Krishna has published his work in leading AIAA, IEEE, and Springer venues. His contributions have been recognized through several honors, including the AIAA Orville and Wilbur Wright Graduate Award, selection as a CPS Rising Star (2024) (sponsored by the National Science Foundation and the University of Virginia), and receipt of the Splinter’s Fellowship and Chancellor’s Fellowship at the University of Nebraska–Lincoln.
In addition to his research, Krishna is actively involved in professional service and leadership. He serves as Chair of the IEEE Nebraska Computer Society Chapter, is a technical committee member of the AIAA Uncrewed and Autonomous Systems Integration Committee, and is a friend of the AIAA Intelligent Systems Technical Committee. His long-term vision is to develop robust, bio-inspired autonomous aerial systems capable of reliable operation in real-world, safety-critical environments.
Web: https://scholar.google.com/citations?user=SDEdzV8AAAAJ&hl=es
Abstract: Positioning and tracking are key enablers of a wide range of applications that require reliable and accurate location information. However, these technologies are vulnerable to both intentional attacks and unintentional interference, motivating the need for resilient solutions. This talk presents probabilistic, uncertainty-aware approaches to two fundamental challenges that threaten situational awareness in today’s hostile environments. First, we study resilient satellite-based navigation under infrastructure outages. We propose cooperative positioning strategies in large-scale real-time kinematic networks that achieve centimeter-level accuracy despite missing or mixed-quality reference data, and analyze performance as a function of network size, geometry, and robustness to outliers from jamming attacks and multipath. Second, we counter deception jamming in radar-based localization using multi-target tracking (MTT) frameworks based on random finite set theory. In particular, we focus on range gate pull-off attacks, which generate adversarial radar returns intended to deceive the tracker into following false targets. By exploiting attack characteristics within the MTT algorithm, we significantly reduce spoofed track persistence. Together, these contributions provide a path toward resilient navigation and sensing systems through probabilistic and Bayesian methods.

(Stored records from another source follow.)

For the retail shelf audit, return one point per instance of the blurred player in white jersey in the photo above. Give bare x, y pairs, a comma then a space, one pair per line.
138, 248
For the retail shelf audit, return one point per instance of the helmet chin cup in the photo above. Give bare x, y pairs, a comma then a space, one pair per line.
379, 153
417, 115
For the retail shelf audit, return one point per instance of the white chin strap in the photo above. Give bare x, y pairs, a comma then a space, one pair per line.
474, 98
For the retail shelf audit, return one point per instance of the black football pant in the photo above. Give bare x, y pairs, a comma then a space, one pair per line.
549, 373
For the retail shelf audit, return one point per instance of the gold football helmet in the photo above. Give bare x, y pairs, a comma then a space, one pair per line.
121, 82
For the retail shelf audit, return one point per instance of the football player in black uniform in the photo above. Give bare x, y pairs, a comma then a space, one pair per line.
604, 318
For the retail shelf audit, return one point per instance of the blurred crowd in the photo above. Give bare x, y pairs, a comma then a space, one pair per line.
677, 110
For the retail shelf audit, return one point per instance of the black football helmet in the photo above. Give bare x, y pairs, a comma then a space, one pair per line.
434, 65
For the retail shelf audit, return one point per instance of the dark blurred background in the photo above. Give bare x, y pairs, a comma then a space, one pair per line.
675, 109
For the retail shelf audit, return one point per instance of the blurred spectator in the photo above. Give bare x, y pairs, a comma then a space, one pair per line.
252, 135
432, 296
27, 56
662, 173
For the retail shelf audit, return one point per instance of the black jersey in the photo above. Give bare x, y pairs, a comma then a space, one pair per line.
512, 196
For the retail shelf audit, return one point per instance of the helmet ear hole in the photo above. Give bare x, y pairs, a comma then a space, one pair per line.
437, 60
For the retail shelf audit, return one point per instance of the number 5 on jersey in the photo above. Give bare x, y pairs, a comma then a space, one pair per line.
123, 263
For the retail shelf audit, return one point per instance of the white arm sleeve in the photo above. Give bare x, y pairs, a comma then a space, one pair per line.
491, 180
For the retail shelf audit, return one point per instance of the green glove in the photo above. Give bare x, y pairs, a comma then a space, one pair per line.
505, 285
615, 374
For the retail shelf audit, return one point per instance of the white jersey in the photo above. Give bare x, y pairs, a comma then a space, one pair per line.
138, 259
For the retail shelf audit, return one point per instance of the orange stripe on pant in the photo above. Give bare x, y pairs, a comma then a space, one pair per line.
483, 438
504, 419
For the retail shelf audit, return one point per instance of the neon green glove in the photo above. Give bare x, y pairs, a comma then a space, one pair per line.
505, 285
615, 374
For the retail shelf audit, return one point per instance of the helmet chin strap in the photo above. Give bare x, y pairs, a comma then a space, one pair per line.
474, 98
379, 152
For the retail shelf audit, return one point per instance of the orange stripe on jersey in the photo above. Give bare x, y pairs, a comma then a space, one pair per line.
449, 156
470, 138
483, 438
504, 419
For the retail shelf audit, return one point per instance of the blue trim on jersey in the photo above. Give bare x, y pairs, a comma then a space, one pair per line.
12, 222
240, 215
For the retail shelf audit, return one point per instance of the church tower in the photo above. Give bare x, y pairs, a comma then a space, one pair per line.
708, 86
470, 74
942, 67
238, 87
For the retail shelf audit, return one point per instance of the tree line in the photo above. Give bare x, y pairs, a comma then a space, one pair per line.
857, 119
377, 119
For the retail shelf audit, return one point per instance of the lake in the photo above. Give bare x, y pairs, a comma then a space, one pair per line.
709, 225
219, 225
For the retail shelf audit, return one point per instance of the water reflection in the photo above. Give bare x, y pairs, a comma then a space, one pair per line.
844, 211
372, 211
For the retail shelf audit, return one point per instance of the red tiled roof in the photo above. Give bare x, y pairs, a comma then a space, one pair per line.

Bio: Helena Calatrava received the B.S. and M.S. degrees in Electrical Engineering from the Universitat Politècnica de Catalunya (UPC), Barcelona, Spain, in 2020 and 2022, respectively. She is currently a Ph.D. candidate in Electrical and Computer Engineering at Northeastern University's Information Processing Laboratory, Boston, MA, USA. Her research focuses on statistical signal processing, robust estimation, and multitarget tracking algorithms to improve resilience in satellite-based navigation and radar-based localization systems, with an emphasis on cooperative and distributed architectures. During her internship at Albora Technologies she explored lightweight interference mitigation techniques. She is the co-recipient of a Best Track Paper Award at IEEE/ION PLANS 2023 for work on federated learning for GNSS jamming signal classification.